Hingga berita ini diturunkan, FIFA belum memberikan pernyataan resmi terkait gelombang protes tersebut.
Harga Tiket Ditentukan Popularitas Tim
Menariknya, FIFA juga menerapkan sistem baru dalam penentuan harga tiket fase grup. Tidak seperti edisi sebelumnya yang menggunakan harga tetap, kini harga tiket ditentukan berdasarkan tingkat popularitas tim.
Akibatnya, suporter Inggris harus membayar tiket lebih mahal dibandingkan pendukung Skotlandia. Namun, FIFA belum menjelaskan secara rinci bagaimana metode pengukuran popularitas tersebut dilakukan.
Sebagai contoh:
-
Tiket laga Inggris vs Kroasia dibanderol mulai 198 pounds (Rp 4,4 juta) hingga 523 pounds (Rp 11,6 juta).
-
Pertandingan Inggris vs Ghana dijual di kisaran Rp 3,6 juta–Rp 9,9 juta.
-
Sementara laga awal Skotlandia vs Haiti dan Maroko hanya dibanderol mulai Rp 2,9 juta.
Biaya Nonton Bisa Tembus Rp 275 Juta
Untuk fase gugur, harga tiket pun tak kalah mencengangkan. Tiket perempat final berada di kisaran Rp 11,3 juta–Rp 24 juta, sementara semifinal dijual mulai Rp 15,2 juta hingga Rp 52,6 juta.

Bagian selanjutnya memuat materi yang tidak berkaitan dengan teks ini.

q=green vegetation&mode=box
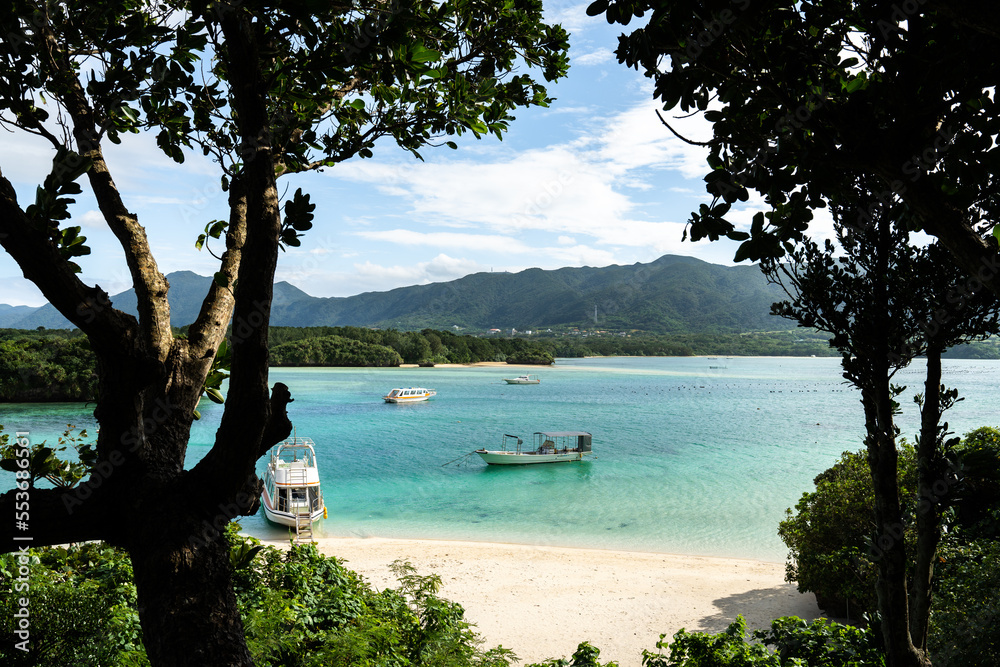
[0,329,97,402]
[0,524,883,667]
[778,427,1000,667]
[271,336,403,366]
[271,327,555,366]
[642,616,885,667]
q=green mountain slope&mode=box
[3,255,793,333]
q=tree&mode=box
[588,0,1000,294]
[0,0,567,665]
[763,193,997,665]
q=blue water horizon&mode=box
[0,357,1000,562]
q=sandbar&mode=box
[258,537,822,667]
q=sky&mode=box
[0,0,780,306]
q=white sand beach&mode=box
[258,537,820,667]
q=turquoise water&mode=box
[0,357,1000,561]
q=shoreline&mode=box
[256,531,822,667]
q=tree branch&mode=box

Jika seorang suporter ingin menonton seluruh delapan pertandingan tim nasionalnya dari fase grup hingga final, ia harus menyiapkan dana minimal Rp 116,4 juta dan bisa membengkak hingga Rp 275,3 juta, tergantung kategori tiket.
Baca Juga
Sebagai perbandingan, di Piala Dunia 2022 Qatar, biaya menonton tujuh pertandingan hanya berkisar Rp 32,6 juta–Rp 87,2 juta.
Keluh Kesah Suporter
Sejumlah suporter menyampaikan kekecewaannya secara terbuka. Luke Buxton, pendukung timnas Inggris, mengaku merasa dikhianati.
“Ini benar-benar keterlaluan. Kami merasa dikhianati sebagai suporter setia,” ujarnya kepada BBC Radio 5 Live.